■プロフィール
沼津りえ(ぬまづ・りえ) 管理栄養士・調理師・料理教室「COOK会」主宰。大手食品メーカーで管理栄養士として働いた後、料理家を志して専門学校へ。同時に老舗レストランで料理の基礎を徹底的に身につける。出産を機に一度は仕事から離れるも、ママ友に料理を教え始めたことをきっかけに、料理教室「COOK会」をスタート。阿佐谷を中心に数多くの料理教室を開催している。新聞・雑誌・テレビなどのメディアでも精力的に活動中。企業向けのレシピ開発なども行っている。
■会社を辞めて料理の道へ。寝る間も惜しんで学んだ日々
Q:沼津さんが料理の道へ進んだ背景をお聞かせください。
A:幼い頃から料理番組や、母が定期購読している料理テキストが大好きで、夢中になって見ていました。「食」への興味が強く、社会人として選んだ勤め先は食品メーカー。管理栄養士として主に栄養指導の仕事をしていました。でもどこかに「料理を作る仕事がしたい」という思いがあり、その気持ちが強くなって5年間勤めたメーカーを退職。周囲には反対されましたし、私自身にとってもすごく勇気のいることでした。
Q:会社を辞めた後、どのようにして料理を学ばれていきましたか?
A:パンや製菓をメインに学ぶ料理の専門学校に入学し、授業の後は、憧れていた老舗の洋食屋さんでバイトを始めました。学校では自分よりも若い人たちに混ざって、料理の基礎を一から学ぶ日々。忙しくて寝不足でも、好きなことだったので努力とすら感じず、楽しくて仕方なかったですね。バイト先のお店は7年ほど続けて最後は二番シェフになることができましたが、結婚を機に仕事はセーブして、第二子が生まれたタイミングで子育てに専念することに決めました。
■阿佐谷で子育て。ママ友の一言が料理家への一歩に
Q:その後、料理家として活動するに至ったきっかけは何だったのですか?
A:23年前、第一子が生まれる頃に阿佐谷に引っ越してきました。子どもが幼稚園へ行くようになると、ママ友たちと家でお昼を食べることが増えて、私は料理が得意ということもありいろいろ持参するようになりました。あるときデコレーションケーキを持っていくと、作り方を教えてほしいと言ってくれたママ友がいて。それをきっかけにあちこちの家で料理を教えるようになり、そんな私を見た友達が「いろんな家に行くなら会場を借りて料理教室を開いた方がいいよ」と言ってくれたのです。それが料理家への一歩につながる言葉でした。

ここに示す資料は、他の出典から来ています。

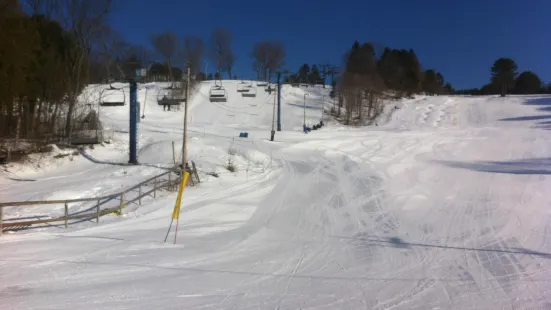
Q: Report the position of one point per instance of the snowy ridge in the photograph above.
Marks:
(442, 206)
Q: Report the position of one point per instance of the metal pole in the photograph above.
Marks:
(133, 123)
(279, 102)
(322, 106)
(304, 123)
(184, 146)
(97, 212)
(66, 215)
(273, 116)
(1, 221)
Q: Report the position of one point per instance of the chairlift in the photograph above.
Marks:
(251, 92)
(243, 87)
(170, 96)
(218, 94)
(112, 97)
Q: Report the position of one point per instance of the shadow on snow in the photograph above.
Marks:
(540, 166)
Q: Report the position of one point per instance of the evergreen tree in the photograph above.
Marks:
(528, 83)
(304, 73)
(504, 72)
(314, 77)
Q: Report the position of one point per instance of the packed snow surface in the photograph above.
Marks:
(444, 205)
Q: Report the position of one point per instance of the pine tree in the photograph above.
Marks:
(528, 83)
(314, 77)
(304, 73)
(504, 72)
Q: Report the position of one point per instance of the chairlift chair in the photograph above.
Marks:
(218, 94)
(170, 96)
(242, 87)
(112, 97)
(251, 92)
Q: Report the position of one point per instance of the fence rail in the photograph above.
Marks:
(167, 180)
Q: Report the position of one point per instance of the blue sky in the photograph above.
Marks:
(461, 39)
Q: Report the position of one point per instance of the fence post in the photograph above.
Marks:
(195, 171)
(66, 215)
(140, 195)
(122, 202)
(97, 212)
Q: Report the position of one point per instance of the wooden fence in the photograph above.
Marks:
(168, 180)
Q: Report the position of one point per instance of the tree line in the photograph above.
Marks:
(370, 74)
(52, 49)
(44, 63)
(505, 79)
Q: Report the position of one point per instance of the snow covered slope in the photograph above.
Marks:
(443, 205)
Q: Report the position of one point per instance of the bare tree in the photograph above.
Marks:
(268, 57)
(220, 50)
(192, 52)
(166, 44)
(87, 20)
(48, 8)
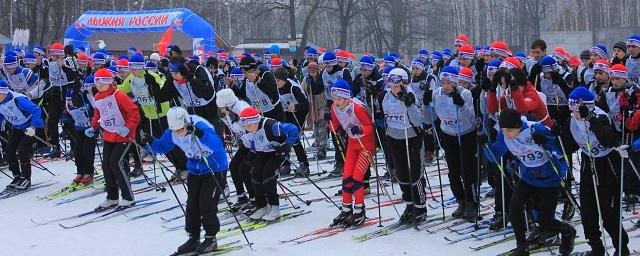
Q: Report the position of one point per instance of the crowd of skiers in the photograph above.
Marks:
(514, 119)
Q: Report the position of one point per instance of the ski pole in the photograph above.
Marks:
(437, 140)
(384, 188)
(375, 167)
(315, 185)
(163, 174)
(226, 198)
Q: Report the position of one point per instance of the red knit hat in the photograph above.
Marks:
(56, 49)
(465, 74)
(510, 63)
(499, 48)
(250, 115)
(461, 40)
(618, 71)
(466, 52)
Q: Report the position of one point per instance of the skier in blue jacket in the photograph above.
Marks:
(206, 164)
(25, 117)
(541, 170)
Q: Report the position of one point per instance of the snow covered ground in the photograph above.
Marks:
(122, 236)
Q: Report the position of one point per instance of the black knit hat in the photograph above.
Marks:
(510, 118)
(620, 45)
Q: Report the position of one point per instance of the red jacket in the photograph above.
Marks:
(525, 101)
(129, 112)
(368, 136)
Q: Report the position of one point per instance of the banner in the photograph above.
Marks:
(120, 20)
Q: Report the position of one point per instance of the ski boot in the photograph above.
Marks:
(471, 211)
(419, 214)
(460, 210)
(273, 214)
(189, 247)
(303, 170)
(346, 212)
(357, 218)
(405, 218)
(210, 244)
(107, 204)
(567, 241)
(242, 201)
(14, 182)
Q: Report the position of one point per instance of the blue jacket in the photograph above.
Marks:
(28, 109)
(215, 161)
(542, 176)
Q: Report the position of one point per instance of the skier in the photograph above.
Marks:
(230, 108)
(25, 117)
(270, 142)
(80, 109)
(117, 116)
(206, 163)
(591, 129)
(404, 136)
(541, 169)
(351, 115)
(296, 107)
(454, 106)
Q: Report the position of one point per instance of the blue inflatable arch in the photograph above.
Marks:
(181, 19)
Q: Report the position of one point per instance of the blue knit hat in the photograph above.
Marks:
(549, 64)
(367, 62)
(341, 89)
(600, 50)
(493, 67)
(10, 61)
(136, 62)
(450, 74)
(29, 58)
(581, 95)
(633, 40)
(4, 87)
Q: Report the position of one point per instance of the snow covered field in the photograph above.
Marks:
(121, 235)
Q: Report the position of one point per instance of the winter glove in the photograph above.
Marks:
(283, 151)
(30, 131)
(123, 131)
(483, 139)
(585, 113)
(355, 130)
(191, 129)
(146, 139)
(457, 98)
(623, 151)
(90, 132)
(427, 97)
(378, 116)
(327, 117)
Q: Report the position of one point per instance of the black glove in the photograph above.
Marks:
(457, 98)
(483, 139)
(355, 130)
(585, 113)
(191, 129)
(378, 116)
(146, 138)
(427, 97)
(283, 150)
(556, 129)
(327, 117)
(539, 138)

Q:それが現在も続く、沼津さんのお料理教室の始まりだったのですね。
A:最初は消極的でしたが、でも「一度やってみよう!」と地域区民センターを借りて親子料理教室を開きました。今から18年前、料理教室「COOK会」の誕生でした。当初は10人ほどの参加者だったけれど、徐々に輪が広がっていき回数も増える一方。杉並子育て応援券の対象になった効果もあり、気付けば1日3~5回教室を開くまでになっていました。親子料理教室からスタートした内容も、大人だけの教室、パンの教室、ケーキの教室と、どんどん幅を広げていきました。

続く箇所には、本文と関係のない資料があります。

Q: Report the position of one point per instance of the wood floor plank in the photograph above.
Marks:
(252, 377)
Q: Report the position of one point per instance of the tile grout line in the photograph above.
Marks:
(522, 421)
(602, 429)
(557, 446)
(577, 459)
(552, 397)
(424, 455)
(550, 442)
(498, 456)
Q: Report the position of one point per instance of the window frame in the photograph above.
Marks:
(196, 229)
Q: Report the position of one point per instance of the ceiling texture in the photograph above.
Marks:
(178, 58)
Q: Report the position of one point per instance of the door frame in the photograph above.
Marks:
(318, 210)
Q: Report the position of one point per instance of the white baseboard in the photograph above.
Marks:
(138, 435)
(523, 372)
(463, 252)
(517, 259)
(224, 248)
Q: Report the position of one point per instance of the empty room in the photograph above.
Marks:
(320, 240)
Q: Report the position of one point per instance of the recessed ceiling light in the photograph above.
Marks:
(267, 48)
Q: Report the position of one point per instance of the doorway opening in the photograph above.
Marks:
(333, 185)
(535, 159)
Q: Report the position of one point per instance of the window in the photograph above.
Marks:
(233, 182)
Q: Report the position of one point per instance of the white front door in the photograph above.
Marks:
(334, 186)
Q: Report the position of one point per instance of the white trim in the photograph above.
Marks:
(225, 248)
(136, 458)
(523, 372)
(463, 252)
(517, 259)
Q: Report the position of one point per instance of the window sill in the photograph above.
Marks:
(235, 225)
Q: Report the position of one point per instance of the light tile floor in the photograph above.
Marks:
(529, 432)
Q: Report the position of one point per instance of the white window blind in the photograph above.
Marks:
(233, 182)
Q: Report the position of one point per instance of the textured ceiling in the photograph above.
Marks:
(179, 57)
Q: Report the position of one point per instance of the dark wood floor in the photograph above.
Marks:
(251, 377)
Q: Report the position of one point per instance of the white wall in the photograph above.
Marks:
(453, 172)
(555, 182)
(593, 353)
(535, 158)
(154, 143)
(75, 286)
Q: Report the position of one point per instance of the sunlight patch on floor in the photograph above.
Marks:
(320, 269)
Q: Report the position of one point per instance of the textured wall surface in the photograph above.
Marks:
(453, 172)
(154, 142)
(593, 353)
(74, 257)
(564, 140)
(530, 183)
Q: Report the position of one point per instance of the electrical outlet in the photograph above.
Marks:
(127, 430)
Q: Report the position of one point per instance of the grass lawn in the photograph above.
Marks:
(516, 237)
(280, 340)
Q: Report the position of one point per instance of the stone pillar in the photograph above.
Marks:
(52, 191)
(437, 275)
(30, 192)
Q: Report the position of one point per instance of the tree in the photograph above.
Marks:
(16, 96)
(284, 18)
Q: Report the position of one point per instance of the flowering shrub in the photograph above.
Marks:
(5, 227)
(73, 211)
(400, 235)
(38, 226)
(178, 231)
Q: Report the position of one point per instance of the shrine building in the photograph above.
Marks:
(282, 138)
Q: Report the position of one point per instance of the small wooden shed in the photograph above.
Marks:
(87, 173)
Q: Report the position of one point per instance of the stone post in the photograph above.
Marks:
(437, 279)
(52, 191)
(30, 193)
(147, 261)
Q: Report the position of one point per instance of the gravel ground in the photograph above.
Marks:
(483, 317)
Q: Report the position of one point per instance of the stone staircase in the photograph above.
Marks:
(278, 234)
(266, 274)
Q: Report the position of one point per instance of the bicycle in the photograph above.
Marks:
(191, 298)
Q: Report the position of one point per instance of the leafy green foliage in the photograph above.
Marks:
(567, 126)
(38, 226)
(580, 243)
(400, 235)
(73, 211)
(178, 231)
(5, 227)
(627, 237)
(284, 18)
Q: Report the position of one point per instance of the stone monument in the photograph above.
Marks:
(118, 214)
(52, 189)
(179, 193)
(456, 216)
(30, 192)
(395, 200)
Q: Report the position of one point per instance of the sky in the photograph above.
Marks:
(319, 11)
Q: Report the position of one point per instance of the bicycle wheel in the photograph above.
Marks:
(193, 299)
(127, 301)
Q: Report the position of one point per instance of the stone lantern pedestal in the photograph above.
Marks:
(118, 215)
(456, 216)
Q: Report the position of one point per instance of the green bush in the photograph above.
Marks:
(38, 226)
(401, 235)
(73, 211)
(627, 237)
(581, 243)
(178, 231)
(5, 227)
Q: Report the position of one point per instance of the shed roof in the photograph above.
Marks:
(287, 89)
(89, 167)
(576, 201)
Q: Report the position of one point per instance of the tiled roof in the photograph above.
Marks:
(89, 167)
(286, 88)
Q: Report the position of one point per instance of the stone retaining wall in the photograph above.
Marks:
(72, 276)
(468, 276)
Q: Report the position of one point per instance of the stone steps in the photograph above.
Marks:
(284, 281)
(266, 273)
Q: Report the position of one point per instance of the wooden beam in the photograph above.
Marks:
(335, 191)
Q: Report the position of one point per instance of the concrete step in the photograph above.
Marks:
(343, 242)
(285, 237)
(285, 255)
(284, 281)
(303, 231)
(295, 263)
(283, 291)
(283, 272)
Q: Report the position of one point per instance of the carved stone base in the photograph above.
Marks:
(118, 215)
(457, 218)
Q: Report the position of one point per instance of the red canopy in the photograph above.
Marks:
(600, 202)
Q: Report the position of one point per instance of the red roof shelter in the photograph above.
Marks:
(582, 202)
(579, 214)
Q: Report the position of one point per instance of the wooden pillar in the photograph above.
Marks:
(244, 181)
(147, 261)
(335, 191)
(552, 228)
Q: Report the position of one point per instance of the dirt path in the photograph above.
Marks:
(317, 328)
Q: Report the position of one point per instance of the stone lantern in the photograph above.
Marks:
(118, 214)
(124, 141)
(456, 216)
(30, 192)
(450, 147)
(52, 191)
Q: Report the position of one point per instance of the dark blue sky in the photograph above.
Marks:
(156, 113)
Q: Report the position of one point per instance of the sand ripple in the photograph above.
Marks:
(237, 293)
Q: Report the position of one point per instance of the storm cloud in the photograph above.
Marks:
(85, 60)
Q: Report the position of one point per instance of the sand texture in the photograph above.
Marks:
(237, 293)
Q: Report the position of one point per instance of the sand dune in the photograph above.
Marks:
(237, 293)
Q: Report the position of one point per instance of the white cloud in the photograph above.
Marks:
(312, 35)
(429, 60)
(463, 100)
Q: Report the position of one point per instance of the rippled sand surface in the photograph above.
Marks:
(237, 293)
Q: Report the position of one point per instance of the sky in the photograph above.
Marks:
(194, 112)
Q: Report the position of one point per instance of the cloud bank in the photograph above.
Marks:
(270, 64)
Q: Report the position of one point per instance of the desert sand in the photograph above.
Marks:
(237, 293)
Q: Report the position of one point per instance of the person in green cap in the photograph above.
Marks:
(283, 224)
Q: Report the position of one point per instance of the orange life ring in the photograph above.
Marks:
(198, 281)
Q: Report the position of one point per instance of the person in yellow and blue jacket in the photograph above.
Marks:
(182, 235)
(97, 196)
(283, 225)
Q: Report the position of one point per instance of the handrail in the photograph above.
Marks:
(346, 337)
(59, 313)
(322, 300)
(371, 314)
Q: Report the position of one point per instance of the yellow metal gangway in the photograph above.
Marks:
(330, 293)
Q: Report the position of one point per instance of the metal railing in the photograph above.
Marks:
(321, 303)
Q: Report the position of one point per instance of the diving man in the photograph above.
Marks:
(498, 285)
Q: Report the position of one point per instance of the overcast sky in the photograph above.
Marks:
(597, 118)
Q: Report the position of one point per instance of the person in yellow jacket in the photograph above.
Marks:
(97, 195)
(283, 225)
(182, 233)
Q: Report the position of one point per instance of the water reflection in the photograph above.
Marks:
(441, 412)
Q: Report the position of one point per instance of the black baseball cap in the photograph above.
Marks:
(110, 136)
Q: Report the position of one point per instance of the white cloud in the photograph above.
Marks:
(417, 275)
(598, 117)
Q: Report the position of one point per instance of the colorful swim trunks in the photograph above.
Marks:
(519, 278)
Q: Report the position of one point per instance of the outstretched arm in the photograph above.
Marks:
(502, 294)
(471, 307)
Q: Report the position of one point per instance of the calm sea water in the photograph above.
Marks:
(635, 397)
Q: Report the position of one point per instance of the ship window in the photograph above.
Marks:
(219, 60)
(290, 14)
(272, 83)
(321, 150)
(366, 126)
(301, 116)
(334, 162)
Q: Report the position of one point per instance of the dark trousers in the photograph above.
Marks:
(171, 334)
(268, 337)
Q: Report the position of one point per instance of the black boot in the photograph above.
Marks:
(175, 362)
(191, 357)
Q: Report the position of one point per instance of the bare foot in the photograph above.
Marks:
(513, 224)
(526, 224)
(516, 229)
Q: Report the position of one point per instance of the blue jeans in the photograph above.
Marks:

Q:地域区民センターで開催している教室はどんな雰囲気ですか?
A:今は阿佐谷地域区民センター主催の教室も毎月2回開いていますが、今日(取材当日)も30~89歳の方まで、老若男女いろいろな方が参加してくれました。初対面でも、料理でつながるとあっという間に仲良くなって、みんなで和気あいあいと楽しんでいます。阿佐谷のローカルネタで盛り上がったり、「あそこのスーパーのあれはおいしいよ」なんて情報交換をしたり。それを聞いているだけで「いい場だなぁ」としみじみ実感します。

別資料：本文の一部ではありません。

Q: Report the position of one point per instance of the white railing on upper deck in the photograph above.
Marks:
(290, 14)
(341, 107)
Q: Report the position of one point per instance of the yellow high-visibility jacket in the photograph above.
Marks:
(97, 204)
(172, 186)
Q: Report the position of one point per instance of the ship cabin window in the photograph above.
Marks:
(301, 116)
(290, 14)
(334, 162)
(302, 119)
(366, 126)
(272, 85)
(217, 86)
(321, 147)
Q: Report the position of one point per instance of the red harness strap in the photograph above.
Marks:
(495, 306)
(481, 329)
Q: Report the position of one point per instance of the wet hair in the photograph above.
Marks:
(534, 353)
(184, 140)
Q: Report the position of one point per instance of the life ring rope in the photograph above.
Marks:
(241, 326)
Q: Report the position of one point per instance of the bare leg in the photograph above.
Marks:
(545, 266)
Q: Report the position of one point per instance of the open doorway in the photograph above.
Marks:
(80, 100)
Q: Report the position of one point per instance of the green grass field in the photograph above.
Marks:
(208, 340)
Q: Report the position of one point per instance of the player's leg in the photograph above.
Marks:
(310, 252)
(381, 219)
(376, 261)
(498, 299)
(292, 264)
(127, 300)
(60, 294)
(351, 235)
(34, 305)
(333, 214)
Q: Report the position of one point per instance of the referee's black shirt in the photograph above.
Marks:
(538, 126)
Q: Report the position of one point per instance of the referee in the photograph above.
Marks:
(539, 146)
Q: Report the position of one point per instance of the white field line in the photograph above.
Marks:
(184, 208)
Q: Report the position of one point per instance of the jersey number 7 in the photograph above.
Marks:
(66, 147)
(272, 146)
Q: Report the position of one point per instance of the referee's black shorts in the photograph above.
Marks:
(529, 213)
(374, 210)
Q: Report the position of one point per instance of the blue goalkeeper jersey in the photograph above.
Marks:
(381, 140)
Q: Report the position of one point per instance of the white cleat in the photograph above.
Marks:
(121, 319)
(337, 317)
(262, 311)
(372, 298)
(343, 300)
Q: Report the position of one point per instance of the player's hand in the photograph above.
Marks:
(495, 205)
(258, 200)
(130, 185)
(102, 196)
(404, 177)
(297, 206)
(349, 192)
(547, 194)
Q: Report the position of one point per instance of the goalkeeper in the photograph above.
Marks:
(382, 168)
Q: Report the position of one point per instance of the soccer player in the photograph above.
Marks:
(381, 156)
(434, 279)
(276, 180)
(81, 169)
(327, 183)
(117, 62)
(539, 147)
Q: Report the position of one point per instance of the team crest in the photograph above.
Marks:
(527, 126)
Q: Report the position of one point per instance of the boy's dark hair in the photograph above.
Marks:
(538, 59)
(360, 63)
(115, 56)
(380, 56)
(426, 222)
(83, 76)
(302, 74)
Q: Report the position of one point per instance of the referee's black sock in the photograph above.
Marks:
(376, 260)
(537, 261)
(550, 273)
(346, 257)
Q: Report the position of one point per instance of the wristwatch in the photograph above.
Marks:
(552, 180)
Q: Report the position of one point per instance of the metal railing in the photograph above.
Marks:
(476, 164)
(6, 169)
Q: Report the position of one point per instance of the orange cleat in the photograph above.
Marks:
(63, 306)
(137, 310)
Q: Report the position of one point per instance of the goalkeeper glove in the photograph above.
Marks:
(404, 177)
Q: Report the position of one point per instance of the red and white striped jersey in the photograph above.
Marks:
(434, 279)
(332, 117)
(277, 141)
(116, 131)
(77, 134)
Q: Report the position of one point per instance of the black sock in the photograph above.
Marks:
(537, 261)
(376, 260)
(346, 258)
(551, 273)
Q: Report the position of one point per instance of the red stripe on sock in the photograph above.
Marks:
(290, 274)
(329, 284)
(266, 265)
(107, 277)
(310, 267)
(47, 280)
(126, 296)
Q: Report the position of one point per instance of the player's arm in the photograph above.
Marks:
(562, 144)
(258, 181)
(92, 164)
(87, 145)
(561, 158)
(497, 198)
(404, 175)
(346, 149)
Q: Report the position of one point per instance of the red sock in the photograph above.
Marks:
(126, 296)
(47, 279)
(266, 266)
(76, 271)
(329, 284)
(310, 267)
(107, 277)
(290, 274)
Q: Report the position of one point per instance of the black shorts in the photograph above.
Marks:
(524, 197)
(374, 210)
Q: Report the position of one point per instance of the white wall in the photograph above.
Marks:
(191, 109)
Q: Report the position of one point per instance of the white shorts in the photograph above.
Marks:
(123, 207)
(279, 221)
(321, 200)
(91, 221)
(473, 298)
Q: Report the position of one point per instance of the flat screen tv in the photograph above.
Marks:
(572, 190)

Q:阿佐谷のまちには、どのような思いを感じていらっしゃいますか?
私自身、知り合いのいない孤独になりがちな子育てで、それでも阿佐谷のまちを子どもと歩いているとたくさんの人が温かい声をかけてくれて、とても救われました。まちの人の優しさに触れて子育てをしてきたからこそ、このまちに恩返しをしたいという気持ちも大きく、地域区民センターでの料理教室への思い入れも強いんです。娘2人が小さかった頃は、彼女たちも教室の手伝いをしてくれていて、夫も含めて家族4人で関わっていたんですよ。今は夫婦二人三脚での運営となりましたが、当時と変わらない気持ちで取り組んでいます。